Title: Principal canopy factors of sweet corn and relationships to competitive ability with wild-proso millet (panicum miliaceum)

item SO, YIM
item Williams, Martin
item Davis, Adam

Submitted to: Weed Science
Publication Type: Peer Reviewed Journal
Publication Acceptance Date: 1/7/2009
Publication Date: 6/1/2009
Citation: So, Y.F., Williams, M.M. II, Pataky, J.K., Davis, A.S. 2009. Principal Canopy Factors of Sweet Corn and Relationships to Competitive Ability with Wild-proso Millet (panicum miliaceum). Weed Science. 57:296-303.

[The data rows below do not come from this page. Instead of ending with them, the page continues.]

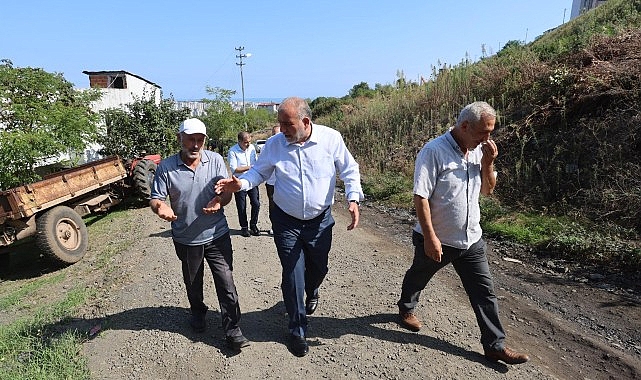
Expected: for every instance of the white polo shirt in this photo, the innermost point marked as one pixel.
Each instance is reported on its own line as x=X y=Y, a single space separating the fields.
x=306 y=173
x=452 y=185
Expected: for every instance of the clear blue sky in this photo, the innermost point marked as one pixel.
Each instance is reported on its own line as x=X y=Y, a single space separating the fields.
x=302 y=48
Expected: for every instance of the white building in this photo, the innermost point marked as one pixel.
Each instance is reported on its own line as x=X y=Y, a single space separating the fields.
x=580 y=6
x=118 y=89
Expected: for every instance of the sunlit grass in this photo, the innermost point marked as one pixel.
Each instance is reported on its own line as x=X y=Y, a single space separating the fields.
x=31 y=348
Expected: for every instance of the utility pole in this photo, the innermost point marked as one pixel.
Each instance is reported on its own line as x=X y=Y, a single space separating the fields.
x=240 y=63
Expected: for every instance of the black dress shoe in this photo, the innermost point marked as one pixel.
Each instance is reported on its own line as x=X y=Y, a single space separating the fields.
x=237 y=342
x=298 y=345
x=310 y=305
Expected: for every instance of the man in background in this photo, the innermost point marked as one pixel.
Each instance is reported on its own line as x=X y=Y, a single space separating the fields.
x=242 y=157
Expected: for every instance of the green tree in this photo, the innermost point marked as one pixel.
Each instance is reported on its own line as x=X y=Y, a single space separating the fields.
x=41 y=117
x=142 y=127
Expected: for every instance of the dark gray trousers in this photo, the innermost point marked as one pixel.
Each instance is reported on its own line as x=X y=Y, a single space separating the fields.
x=303 y=247
x=218 y=254
x=473 y=269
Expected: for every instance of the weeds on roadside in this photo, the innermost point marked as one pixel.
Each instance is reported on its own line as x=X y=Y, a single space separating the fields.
x=25 y=290
x=30 y=348
x=562 y=236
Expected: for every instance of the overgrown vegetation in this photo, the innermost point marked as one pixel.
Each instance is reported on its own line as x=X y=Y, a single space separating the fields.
x=142 y=126
x=567 y=131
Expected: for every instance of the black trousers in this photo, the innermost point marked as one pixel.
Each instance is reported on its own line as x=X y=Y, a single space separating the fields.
x=303 y=247
x=270 y=196
x=219 y=257
x=473 y=269
x=241 y=206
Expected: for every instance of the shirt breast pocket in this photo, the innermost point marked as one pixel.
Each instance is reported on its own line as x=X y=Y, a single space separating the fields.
x=323 y=168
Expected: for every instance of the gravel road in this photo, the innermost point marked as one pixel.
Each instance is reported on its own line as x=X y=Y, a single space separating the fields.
x=139 y=327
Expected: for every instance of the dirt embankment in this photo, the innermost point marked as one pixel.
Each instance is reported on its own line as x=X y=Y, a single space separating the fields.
x=571 y=329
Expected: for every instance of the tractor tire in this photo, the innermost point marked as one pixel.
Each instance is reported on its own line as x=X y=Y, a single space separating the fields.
x=62 y=235
x=143 y=177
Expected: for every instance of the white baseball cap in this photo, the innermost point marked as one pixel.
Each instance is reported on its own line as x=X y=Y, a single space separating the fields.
x=191 y=126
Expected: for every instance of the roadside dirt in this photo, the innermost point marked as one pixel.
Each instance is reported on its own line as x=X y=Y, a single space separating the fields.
x=574 y=324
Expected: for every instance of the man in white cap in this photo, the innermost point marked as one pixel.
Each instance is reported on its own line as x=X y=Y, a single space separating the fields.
x=199 y=226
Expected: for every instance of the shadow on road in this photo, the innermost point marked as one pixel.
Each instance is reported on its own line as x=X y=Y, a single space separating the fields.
x=269 y=325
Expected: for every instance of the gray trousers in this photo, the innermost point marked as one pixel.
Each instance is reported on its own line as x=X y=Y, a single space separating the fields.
x=473 y=269
x=218 y=254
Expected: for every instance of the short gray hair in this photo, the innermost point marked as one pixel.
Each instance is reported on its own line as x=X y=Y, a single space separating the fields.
x=300 y=104
x=472 y=113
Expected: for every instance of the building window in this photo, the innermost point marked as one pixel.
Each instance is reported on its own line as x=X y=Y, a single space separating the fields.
x=117 y=82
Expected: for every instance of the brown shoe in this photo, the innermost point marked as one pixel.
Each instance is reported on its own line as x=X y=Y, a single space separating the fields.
x=409 y=321
x=507 y=356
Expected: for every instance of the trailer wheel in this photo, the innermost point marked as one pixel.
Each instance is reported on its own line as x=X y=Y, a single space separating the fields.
x=62 y=234
x=144 y=173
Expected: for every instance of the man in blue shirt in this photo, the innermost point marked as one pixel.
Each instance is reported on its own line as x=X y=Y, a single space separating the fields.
x=242 y=157
x=199 y=226
x=305 y=159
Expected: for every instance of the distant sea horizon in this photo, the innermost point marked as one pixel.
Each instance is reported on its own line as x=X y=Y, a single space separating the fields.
x=247 y=100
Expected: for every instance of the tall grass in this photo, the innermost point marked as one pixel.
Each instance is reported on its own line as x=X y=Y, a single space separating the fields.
x=567 y=130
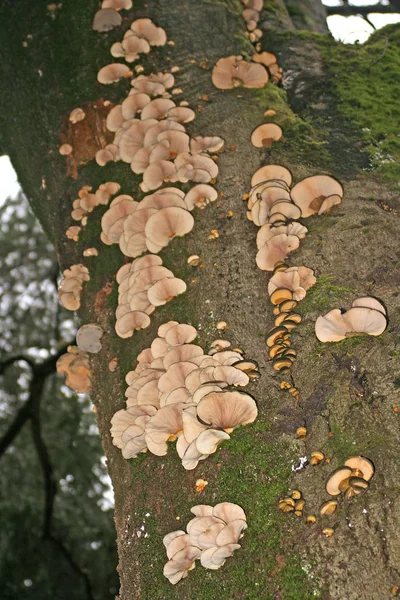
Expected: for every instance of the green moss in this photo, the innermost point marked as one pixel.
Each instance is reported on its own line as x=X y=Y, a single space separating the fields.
x=301 y=142
x=362 y=78
x=233 y=6
x=248 y=470
x=323 y=296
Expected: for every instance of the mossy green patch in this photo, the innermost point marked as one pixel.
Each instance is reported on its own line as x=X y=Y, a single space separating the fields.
x=253 y=472
x=323 y=296
x=362 y=78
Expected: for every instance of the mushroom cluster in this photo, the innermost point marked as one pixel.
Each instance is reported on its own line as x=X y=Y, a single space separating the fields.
x=351 y=479
x=150 y=136
x=70 y=289
x=149 y=225
x=275 y=208
x=176 y=392
x=286 y=288
x=108 y=16
x=212 y=536
x=143 y=285
x=87 y=201
x=75 y=365
x=233 y=72
x=367 y=316
x=294 y=503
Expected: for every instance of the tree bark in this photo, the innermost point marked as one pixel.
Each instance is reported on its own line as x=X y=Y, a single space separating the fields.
x=345 y=390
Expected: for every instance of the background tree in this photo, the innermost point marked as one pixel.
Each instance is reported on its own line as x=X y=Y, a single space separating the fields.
x=57 y=527
x=339 y=113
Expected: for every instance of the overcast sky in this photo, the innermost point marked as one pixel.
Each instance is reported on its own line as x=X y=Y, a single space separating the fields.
x=347 y=29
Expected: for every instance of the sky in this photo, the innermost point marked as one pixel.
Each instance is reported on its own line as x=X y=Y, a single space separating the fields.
x=346 y=29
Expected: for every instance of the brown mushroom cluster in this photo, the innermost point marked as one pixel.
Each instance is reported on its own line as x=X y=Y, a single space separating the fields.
x=150 y=136
x=275 y=208
x=287 y=286
x=138 y=39
x=367 y=316
x=150 y=225
x=294 y=503
x=351 y=479
x=211 y=536
x=177 y=392
x=143 y=285
x=75 y=366
x=70 y=289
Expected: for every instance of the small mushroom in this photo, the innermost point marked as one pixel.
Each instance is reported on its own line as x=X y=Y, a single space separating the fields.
x=338 y=479
x=264 y=135
x=329 y=507
x=88 y=338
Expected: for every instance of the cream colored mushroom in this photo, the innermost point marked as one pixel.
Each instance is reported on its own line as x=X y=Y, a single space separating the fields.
x=233 y=72
x=146 y=29
x=112 y=73
x=264 y=135
x=88 y=338
x=276 y=250
x=227 y=410
x=311 y=194
x=166 y=224
x=106 y=19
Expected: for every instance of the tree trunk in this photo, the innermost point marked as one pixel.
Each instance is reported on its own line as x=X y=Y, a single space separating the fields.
x=49 y=62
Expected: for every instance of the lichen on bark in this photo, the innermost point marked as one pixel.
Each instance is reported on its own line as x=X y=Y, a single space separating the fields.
x=347 y=389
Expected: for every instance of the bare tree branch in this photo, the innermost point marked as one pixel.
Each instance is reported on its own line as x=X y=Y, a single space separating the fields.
x=39 y=374
x=348 y=10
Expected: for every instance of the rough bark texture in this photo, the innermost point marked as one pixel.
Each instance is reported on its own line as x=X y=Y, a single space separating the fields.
x=348 y=389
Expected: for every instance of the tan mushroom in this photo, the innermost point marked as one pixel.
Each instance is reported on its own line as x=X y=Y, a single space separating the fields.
x=276 y=250
x=112 y=73
x=106 y=19
x=88 y=338
x=233 y=72
x=166 y=224
x=311 y=194
x=145 y=28
x=336 y=326
x=165 y=290
x=337 y=481
x=264 y=135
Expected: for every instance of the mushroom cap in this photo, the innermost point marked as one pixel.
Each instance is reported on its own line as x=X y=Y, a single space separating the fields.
x=112 y=73
x=117 y=4
x=276 y=250
x=134 y=320
x=232 y=71
x=310 y=193
x=165 y=290
x=271 y=172
x=226 y=410
x=168 y=223
x=370 y=302
x=146 y=29
x=106 y=19
x=331 y=327
x=265 y=134
x=335 y=479
x=328 y=507
x=360 y=463
x=88 y=338
x=265 y=58
x=200 y=195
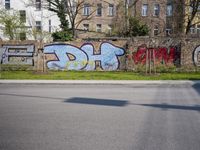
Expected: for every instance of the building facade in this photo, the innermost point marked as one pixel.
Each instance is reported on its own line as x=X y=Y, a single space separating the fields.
x=97 y=16
x=35 y=16
x=194 y=27
x=160 y=15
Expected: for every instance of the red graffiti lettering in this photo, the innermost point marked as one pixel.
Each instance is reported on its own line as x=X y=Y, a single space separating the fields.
x=162 y=55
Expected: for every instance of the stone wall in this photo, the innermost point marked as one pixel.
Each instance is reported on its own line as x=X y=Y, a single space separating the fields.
x=103 y=54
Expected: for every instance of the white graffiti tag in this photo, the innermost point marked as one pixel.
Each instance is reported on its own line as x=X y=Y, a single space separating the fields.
x=84 y=57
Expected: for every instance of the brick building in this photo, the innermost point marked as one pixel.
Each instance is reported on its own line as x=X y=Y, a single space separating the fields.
x=98 y=16
x=160 y=15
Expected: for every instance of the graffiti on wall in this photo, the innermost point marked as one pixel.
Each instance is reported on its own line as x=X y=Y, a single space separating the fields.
x=162 y=55
x=17 y=54
x=196 y=56
x=71 y=57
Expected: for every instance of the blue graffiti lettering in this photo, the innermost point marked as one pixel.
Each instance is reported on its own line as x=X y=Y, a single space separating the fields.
x=84 y=57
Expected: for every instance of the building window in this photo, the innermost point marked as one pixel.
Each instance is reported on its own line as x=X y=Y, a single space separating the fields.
x=50 y=27
x=22 y=14
x=156 y=10
x=192 y=29
x=38 y=4
x=111 y=10
x=98 y=27
x=169 y=10
x=38 y=25
x=99 y=9
x=86 y=9
x=7 y=4
x=144 y=9
x=86 y=27
x=198 y=29
x=156 y=30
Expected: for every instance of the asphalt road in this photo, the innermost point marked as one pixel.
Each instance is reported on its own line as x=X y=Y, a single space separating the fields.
x=99 y=117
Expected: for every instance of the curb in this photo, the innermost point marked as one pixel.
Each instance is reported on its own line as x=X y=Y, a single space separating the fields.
x=104 y=82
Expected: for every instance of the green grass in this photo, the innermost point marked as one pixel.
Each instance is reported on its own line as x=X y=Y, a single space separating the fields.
x=96 y=75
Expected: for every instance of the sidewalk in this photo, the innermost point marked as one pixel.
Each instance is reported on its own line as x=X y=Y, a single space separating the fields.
x=104 y=82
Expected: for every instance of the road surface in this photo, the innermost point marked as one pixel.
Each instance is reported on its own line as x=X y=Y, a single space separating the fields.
x=99 y=117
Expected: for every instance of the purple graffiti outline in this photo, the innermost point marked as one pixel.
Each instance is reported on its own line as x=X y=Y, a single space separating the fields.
x=88 y=43
x=66 y=53
x=193 y=55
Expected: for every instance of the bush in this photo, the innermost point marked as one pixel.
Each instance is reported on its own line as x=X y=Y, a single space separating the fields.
x=62 y=36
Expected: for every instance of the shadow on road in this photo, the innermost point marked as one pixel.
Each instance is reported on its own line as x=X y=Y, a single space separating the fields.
x=196 y=86
x=94 y=101
x=31 y=96
x=165 y=106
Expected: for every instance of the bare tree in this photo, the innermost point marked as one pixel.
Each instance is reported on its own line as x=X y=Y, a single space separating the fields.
x=192 y=14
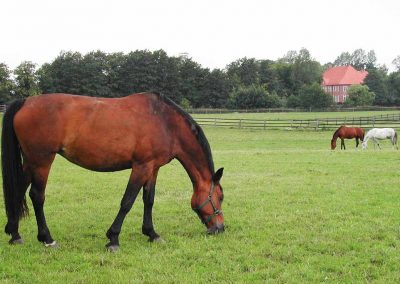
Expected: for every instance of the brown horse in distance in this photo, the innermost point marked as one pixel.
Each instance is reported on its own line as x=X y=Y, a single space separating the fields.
x=141 y=132
x=344 y=132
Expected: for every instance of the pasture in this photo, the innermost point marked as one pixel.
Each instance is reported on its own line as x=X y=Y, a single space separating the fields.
x=295 y=211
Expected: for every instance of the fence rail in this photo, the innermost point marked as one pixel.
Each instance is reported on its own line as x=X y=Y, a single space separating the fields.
x=389 y=120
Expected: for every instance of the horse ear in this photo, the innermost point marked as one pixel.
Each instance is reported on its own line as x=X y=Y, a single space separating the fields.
x=217 y=176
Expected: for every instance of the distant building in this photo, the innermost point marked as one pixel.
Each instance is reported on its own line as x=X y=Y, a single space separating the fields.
x=337 y=80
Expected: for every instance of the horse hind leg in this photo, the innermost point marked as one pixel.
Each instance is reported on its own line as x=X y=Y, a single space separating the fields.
x=148 y=201
x=37 y=195
x=12 y=226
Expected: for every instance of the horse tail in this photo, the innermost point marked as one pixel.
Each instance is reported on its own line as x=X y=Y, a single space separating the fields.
x=13 y=176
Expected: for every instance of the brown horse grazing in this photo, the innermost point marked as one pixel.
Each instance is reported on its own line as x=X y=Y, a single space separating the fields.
x=344 y=132
x=141 y=132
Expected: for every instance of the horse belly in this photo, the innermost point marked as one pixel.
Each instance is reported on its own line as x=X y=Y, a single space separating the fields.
x=98 y=154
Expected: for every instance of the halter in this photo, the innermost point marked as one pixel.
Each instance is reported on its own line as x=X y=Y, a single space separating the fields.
x=208 y=200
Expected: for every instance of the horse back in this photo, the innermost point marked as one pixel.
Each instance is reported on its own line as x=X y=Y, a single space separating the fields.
x=95 y=133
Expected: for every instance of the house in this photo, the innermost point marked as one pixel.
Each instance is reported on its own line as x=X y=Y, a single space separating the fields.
x=337 y=80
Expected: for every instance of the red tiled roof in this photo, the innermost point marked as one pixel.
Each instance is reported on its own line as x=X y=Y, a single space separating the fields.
x=343 y=75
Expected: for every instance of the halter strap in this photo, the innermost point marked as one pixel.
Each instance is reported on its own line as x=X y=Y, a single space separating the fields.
x=208 y=200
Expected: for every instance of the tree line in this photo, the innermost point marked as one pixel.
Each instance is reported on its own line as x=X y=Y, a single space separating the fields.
x=291 y=81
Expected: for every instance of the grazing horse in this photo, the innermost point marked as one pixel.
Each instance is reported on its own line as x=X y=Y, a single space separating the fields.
x=376 y=134
x=141 y=132
x=344 y=132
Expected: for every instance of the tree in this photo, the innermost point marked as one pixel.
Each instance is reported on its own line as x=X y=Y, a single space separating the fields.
x=63 y=75
x=244 y=71
x=359 y=59
x=394 y=87
x=376 y=81
x=359 y=95
x=216 y=89
x=26 y=80
x=396 y=62
x=254 y=96
x=7 y=86
x=343 y=59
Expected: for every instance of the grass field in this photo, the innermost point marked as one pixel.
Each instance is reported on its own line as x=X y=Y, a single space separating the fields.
x=294 y=212
x=296 y=115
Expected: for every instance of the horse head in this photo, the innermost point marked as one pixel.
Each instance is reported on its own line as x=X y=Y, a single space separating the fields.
x=207 y=204
x=364 y=145
x=333 y=144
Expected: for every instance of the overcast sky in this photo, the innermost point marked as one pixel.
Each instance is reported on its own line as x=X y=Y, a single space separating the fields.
x=213 y=32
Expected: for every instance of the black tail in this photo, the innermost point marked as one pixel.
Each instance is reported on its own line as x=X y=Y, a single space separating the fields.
x=11 y=161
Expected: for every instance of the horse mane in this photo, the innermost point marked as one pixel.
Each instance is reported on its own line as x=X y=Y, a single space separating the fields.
x=337 y=131
x=193 y=125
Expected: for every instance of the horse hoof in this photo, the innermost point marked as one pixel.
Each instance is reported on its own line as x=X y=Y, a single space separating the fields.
x=112 y=248
x=16 y=242
x=157 y=240
x=51 y=245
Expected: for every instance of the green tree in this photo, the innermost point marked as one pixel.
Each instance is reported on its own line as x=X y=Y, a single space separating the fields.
x=26 y=80
x=396 y=63
x=244 y=71
x=7 y=85
x=216 y=89
x=253 y=96
x=359 y=95
x=376 y=81
x=394 y=87
x=359 y=59
x=64 y=75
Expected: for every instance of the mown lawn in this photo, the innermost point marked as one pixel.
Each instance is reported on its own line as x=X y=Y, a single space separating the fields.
x=296 y=115
x=295 y=212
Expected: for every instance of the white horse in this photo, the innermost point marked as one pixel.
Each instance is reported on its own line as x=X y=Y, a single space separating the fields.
x=376 y=134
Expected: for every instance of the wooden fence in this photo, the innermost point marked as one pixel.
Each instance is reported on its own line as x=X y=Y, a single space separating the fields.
x=387 y=120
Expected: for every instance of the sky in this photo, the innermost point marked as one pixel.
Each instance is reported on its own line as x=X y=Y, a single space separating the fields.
x=214 y=33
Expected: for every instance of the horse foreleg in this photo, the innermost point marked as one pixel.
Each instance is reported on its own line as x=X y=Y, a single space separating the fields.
x=136 y=181
x=37 y=195
x=148 y=201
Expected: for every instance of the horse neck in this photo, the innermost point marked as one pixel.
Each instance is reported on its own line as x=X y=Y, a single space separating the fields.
x=194 y=159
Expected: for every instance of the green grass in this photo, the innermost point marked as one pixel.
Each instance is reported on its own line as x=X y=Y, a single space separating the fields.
x=296 y=115
x=294 y=212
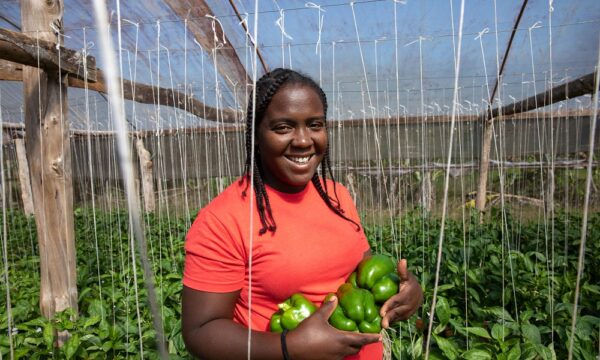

Interpretive Summary: Large canopy differences exist among commercial sweet corn hybrids, and these differences have practical implications to weed management. Unfortunately, drawing inferences about crop competitive ability is often limited by the study of a relatively small number of crop cultivars or traits. The purpose of this work was to obtain a more comprehensive analysis of cultivar-weed interactions, with to goal of advancing sweet corn's ability to compete with weeds. The large number of hybrids tested in this work showed that commercial sweet corn hybrids exhibit greater variation in traits important to crop-weed interactions than previously reported. Consequently, the crop’s ability to tolerate weed interference or provide weed suppression is highly cultivar-specific. Three crop canopy factors derived from 18 traits accounted for much of the variation in canopy development and competitive ability with weeds. Relationships between crop canopy factors and competitive ability revealed that rapid canopy closure and a large, late-maturing canopy were positively associated with competitive ability. The data also reveal more work is needed to fully understand the role of endosperm type and seedling growth on early competitive ability. This work's impact is an improved mechanistic understanding of crop-weed competition, thereby providing better clues on how to exploit crop competitive ability to improve weed management.

Technical Abstract: A more complete analysis of cultivar-weed interactions is needed before advances in sweet corn competitive ability can be realized. Twenty-three commercially available sweet corn hybrids from nine seed companies were grown in the presence and absence of wild-proso millet to 1) quantify the extent to which phenomorphological traits vary among a large number of sweet corn hybrids, 2) identify the underlying principal factors that describe variation in crop canopy development, and 3) determine functional relationships between crop canopy factors and competitive ability with weeds. Eighteen weed-free crop traits measured from emergence to maturity showed greater variation in canopy properties than previous research on two to four hybrids. A principal component factor analysis revealed that seven of the eighteen weed-free crop traits measured at silking loaded highly (0.65 to 0.90) into the first factor, including plant height, shoot biomass, per plant leaf area, leaf area index, and intercepted photosynthetically active radiation, as well as thermal time from emergence to silking and emergence to maturity. All seven factors were highly correlated (0.38 to 0.93) and were interpreted as a ‘late canopy and maturity’ factor. Another seven traits formed two additional principal factors that were interpreted as an early ‘seedling quality’ factor and a mid-season ‘canopy closure’ factor. Relationships between principal factors and competitive abilities were quantified using least-square linear regression. Cultivars with greater loadings in the ‘late canopy and maturity’ and ‘canopy closure’ factors were more competitive with wild proso-millet. In contrast, crop competitive ability declined with plants that loaded highly into the ‘seedling quality’ factor. The analyses showed that cultivar differences in ability to endure weed interference and suppress weed fitness are driven by complex, yet consistent, mechanisms from emergence to harvest. Significant variation in competitive ability among hybrids and relationships to principal canopy factors could be exploited to improve weed management systems in sweet corn.